Ascher had a plate covered in the remnants of doughnuts that she was apparently struggling to redeem from the hellfire even now. She had changed back into her jeans-and-sweater look, and bound up her hair. A few ringlets escaped here and there and bounced slightly as she spoke. She gave me a small nod as I went by, which I returned.
Seated at the table a little apart from everyone else was an unremarkable-looking man who hadn’t been there yesterday. Late thirties, if I had to guess, medium height, solid-seeming, as if he had more muscle to him than was readily apparent beneath jeans and a loose-fitting designer athletic jacket. His features were clean-cut, pleasant without being particularly handsome. He had a slightly dark complexion, and the right bone structure to pass for a resident just about anywhere in the Western Hemisphere, and in chunks of the rest of the world. His dark hair had a few threads of grey in it.
One thing about him wasn’t average—his eyes. They were kind of golden brown with flecks of bronze in them, but that wasn’t the strange part. There was a sheen to them, almost like a trick of the light, a semi-metallic refraction from their surface, there for a second and then gone again. They weren’t human eyes. They looked human in every specification, but something about them was just off.
Something else about him bothered me, too . . .
He was entirely relaxed.
Nobody in that damned building was relaxed. It was an inherently disturbing place, riddled with dark energy. It was filled with dangerous beings. I know I looked tense. Karrin was walled up behind her poker face, but you knew she was an instant away from violence. Binder looked like he was trying to watch everyone at once, the better to know when to beat a prudent retreat, and Ascher’s gaze kept hunting for targets. Nicodemus and his daughter sat with a kind of studied air of disinterest, feigning confidence and relaxation, but they were the paranoid type by nature. When I looked at them, I knew they were ready to throw down at a moment’s notice. Even Valmont looked like she was ready to dart suddenly in any direction necessary, like a rat daring a trip across open floor for something it wanted to eat.

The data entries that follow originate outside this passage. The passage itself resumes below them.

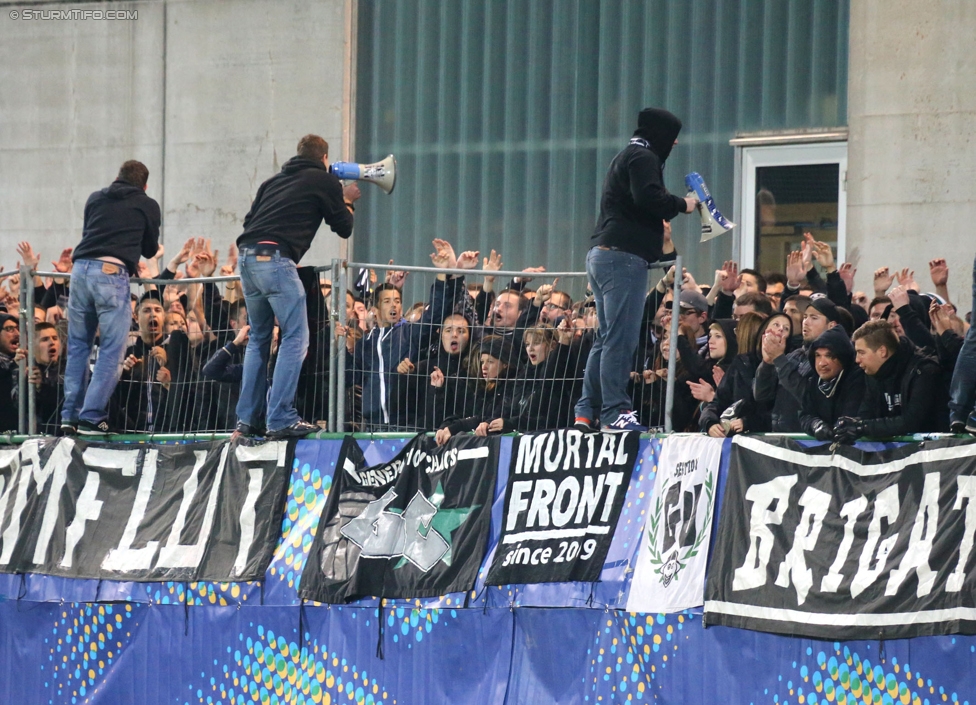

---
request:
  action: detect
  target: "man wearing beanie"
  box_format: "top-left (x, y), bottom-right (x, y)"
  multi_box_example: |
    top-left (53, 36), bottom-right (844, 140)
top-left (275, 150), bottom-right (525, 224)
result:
top-left (576, 108), bottom-right (697, 431)
top-left (753, 294), bottom-right (843, 433)
top-left (61, 161), bottom-right (160, 435)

Every one of us was exuding body language that warned the others that we were potentially violent or at least hyperalert.
Not the new guy.
He sat slouched in his chair with his eyes half-closed as though he could barely keep them open. There was a half-empty Styrofoam cup of coffee in front of him. He’d drawn hash marks in it with his thumb and played a few rounds of tic-tac-toe with himself in a gesture of pure boredom. There was no sense of violence or alertness in him, no wariness, no caution. None at all.
Now, that made the hairs on my neck stand up.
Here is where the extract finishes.